Pemerintah setiap Negara mengenakan pajak baik terhadap barang akhir (konsumsi) maupun
terhadap bahan baku dan barang modal. Untuk Indonesia, hal yang demikian ini ditambah lagi
dengan pungutan-pungutan tidak sehingga dikatakan sebagai ekonomi biaya tinggi. Akibat dari
semuanya ini adalah bahwa harga-harga barang dan jasa di pasar tidak menunjukkan biaya
pengorbanan pemakaian faktor produksi untuk menghasilkan. Keadaan yang demikian ini
dikenal dengan adanya distorsi harga barang dan jasa. Distorsi harga juga terjadi pada pasar
faktor produksi. Dari dulu sampai sekarang kita sering mendengar bahwa pemerintah Indonesia
sangat membutuhkan pengusaha dan oleh karenanya memberikan berbagai fasilitas. Salah satu
fasilitas adalah adanya bunga modal yang lebih murah untuk investasi dibandingkan untuk tujuan
lain (konsumsi). Malah, kalau diperhitungkan tingkat inflasi yang terjadi, maka tingkat bunga
yang efektif mungkin negative (tingkat bunga modal lebih rendah dari tingkat inflasi).
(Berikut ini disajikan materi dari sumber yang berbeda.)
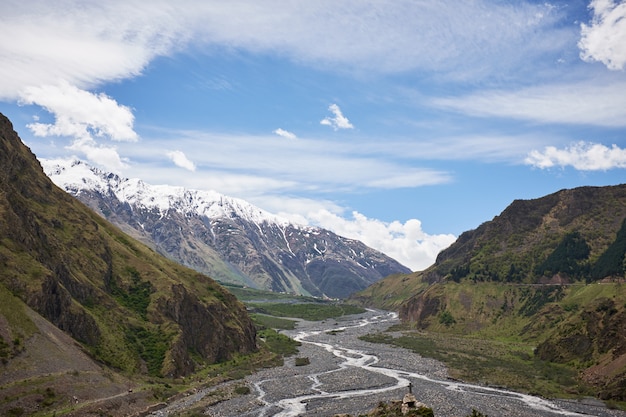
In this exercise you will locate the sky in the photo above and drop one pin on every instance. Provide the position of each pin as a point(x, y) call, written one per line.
point(401, 123)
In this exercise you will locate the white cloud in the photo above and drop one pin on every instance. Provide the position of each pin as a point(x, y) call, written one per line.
point(103, 156)
point(180, 159)
point(79, 113)
point(88, 43)
point(285, 133)
point(405, 242)
point(592, 103)
point(338, 121)
point(604, 40)
point(583, 156)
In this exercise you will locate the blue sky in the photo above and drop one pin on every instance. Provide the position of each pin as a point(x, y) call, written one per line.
point(399, 123)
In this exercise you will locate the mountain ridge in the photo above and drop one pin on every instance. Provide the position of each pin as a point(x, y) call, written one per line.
point(548, 271)
point(226, 237)
point(128, 310)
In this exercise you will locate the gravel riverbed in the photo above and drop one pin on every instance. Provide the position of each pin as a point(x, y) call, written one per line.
point(348, 375)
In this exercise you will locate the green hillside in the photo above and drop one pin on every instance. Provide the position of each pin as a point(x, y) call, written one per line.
point(124, 306)
point(548, 273)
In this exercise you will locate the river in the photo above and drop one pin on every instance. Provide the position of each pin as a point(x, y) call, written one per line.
point(348, 375)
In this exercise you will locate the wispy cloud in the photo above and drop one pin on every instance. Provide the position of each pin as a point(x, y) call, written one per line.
point(96, 42)
point(338, 120)
point(85, 118)
point(285, 133)
point(180, 159)
point(406, 242)
point(604, 40)
point(592, 103)
point(583, 156)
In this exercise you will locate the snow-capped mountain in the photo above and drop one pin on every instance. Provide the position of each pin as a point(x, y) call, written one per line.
point(224, 237)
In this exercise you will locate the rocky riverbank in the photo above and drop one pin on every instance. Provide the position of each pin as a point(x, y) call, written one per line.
point(347, 375)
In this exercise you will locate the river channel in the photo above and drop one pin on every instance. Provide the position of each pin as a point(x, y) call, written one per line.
point(348, 375)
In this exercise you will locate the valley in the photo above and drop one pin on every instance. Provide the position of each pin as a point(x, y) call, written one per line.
point(349, 375)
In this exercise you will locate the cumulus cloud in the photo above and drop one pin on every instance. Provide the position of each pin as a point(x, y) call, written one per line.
point(604, 40)
point(338, 120)
point(405, 242)
point(104, 156)
point(79, 113)
point(180, 159)
point(285, 133)
point(593, 103)
point(583, 156)
point(84, 117)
Pemerintah juga memberikan kemudahan untuk memasukkan barang modal, seperti bebas bea
masuk ( atau bea memasukkan barang modal, seperti bebas bea masuk (atau bea masuk yang
rendah) untuk barang modal. Untuk menarik investor pemerintah juga sering memberikan bebas
pajak (tax holiday). Pada masa pemerintahan Orde Lama, pemerintah menentukan nilai rupiah
terlalu mahal dengan melaksanakan pengawasan terhadap harga devisa. Akibat dari semua
kebijaksanaan ini adalah bahwa harga modal tertekan turun, menjadi lebih murah dari
semestinya. Di lain pihak, pemerintah selalu menentukan upah minimum (regional/nasional),
yang mengakibatkan upah buruh lebih mahal dari seharusnya. Jadi harga untuk modal terlalu
murah dan harga tenaga kerja terlalu mahal di pasar, sehingga tanggapan rasional dari pengusaha
akan struktur harga pasar y ang berlaku adalah memilih teknik produksi yang padat modal
(teknik produksi 0A pada Peraga 1 di atas).
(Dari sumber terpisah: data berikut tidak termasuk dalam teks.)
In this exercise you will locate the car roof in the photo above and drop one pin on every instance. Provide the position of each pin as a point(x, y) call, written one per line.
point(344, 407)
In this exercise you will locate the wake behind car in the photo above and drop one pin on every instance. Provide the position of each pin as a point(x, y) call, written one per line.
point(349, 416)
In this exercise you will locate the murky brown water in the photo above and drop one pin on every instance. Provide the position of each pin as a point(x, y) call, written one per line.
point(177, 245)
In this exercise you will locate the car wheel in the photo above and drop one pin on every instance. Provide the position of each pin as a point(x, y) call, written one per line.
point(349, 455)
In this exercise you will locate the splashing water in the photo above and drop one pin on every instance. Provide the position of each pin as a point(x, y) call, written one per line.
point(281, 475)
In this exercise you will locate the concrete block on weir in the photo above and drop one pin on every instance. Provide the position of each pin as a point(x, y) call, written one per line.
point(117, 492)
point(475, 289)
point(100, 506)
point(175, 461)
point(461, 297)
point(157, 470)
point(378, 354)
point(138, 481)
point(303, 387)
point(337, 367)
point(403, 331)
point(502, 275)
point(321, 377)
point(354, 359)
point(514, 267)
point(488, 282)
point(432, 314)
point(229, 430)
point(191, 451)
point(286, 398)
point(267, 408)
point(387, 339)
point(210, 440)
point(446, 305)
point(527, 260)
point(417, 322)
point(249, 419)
Jika dari kenyataan yang ada kita simpulkan bahwa Indonesia memiliki tenaga kerja yang
melimpah dan hanya memiliki modal financial atau modal fisik yang sangat terbatas, maka wajar
saja kalau kita berpikir bahwa teknik produksi yang akan digunakan bersifat padat karya. Hasil
neto dari distorsi harga faktor adalah adanya dorongan penggunaan teknik produksi padat modal
yang sangat mekanis yang tidak layak di sektor pertanian maupun sektor manufaktur. Traktor-
traktor besar dan mesin-mesin permanen mewarnai pemandangan pedesaan di Sumatera, Jawa,
Sulawesi dan pulau lainnya, sementara banyak orang tidak mempunyai kerja dan hanya
menonton produksi yang mekanis berlangsung. Pabrik-pabrik baru yang dihiasi dengan mesin-
mesin dan perlengkapan yang laing modern dan canggih merupakan ciri-ciri yang umum ditemui
pada industry-industri di perkotaan, dan semestara itu penganggur berkerumum di luar gedung
pabrik. Pemandangan banyaknya para pencari kerja(penganggur) di Indonesia bnukalah
disebabkan oleh kurangnya rasionalitas ekonomi dari para pengusaha. Kebijaksanaan pemerintah
yang dirancang untuk memberikan harga yang benar (menghilangkan distorsi harga faktor) akan
menghasilkan kesempatan kerja yang lebih luas dan juga penggunaan yang lebih baik atas modal
yang langka melalui pemilihan teknik produksi yang lebih tepat.